There are numerous online resources to help you master and conquer the Korean alphabet. The Hangul Wikipedia page provides a very comprehensive overview of the alphabet. Better yet, the Wikibooks Essential Korean Pronunciation Rules is a good synthesis that’s just enough to get you started.
If you get overwhelmed by the abundance of information, Learnlangs provides free mini courses to help you ease into it gradually. Aside from teaching you the alphabet, their lessons will help you understand how to build a Korean syllable, how to handwrite in Korean and how to pronounce Korean sounds and basic Korean words.
2. Invest in a Good Learning System
Having the right manuals is important on your journey to teaching yourself Korean. Keep it handy and make sure to review it every day!
Why It Works
A language method helps you learn progressively and stay organized. A good language method should have a carefully designed curriculum and increasingly introduce new words, structures and idioms by order of complexity. The goal is to enable you to take the time to assimilate new content and to set up the right foundation for the future. Think of these lessons as building blocks!
How It Works
These tips are key to follow, no matter which study system you choose.
- Study up! Follow the curriculum and be sure to fully assimilate novel content before you move on to the next lesson. The goal is to make new knowledge active, not just passive: it’s best to be able to express yourself than simply understand what is said. Remember, the goal of language learning is to be able to communicate!
- Be regular! Spend at least 20 minutes every day on a new lesson or topic. It’s more effective to devote mini sessions to learning Korean than spend two full hours a week just once.
- Take notes and review them. There will be a bunch of new elements to memorize quickly, so make sure that you spend the time memorizing them!
There’s no one definitive Korean language method. There’s plenty out there, but we’ve got three highly recommended ones you can explore. It’s up to you to decide which one works best for you.
If you plan on using the manual to deepen your understanding of Korean grammar, then the “Yonsei” method is right for you.

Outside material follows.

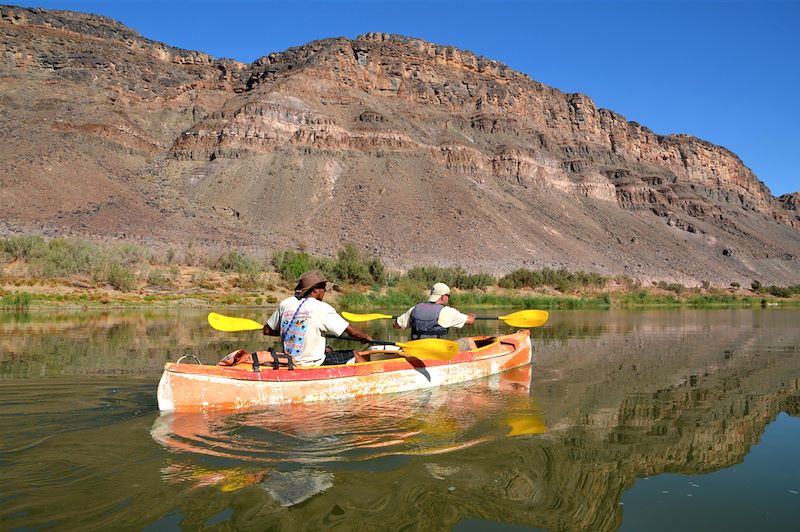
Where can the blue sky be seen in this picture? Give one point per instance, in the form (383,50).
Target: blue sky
(725,71)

With a focus on Korean grammar, these books will give you the right tools to know how Korean works on a technical level and to master the ins and outs of Korean sentence structure. For beginners looking for an in-depth, grammatical approach, this may be the way to go, but keep in mind that you can change to another method at any time if this isn’t as stimulating as you were hoping for.
On the other hand, opt for the “Sogang” method if your goal is to speak immediately. With a focus on developing speaking skills, this series of books will help you build the confidence to utter your first Korean words. Rich in content and highly visual, this is a very effective method to teach yourself the language of the Land of the Morning Calm.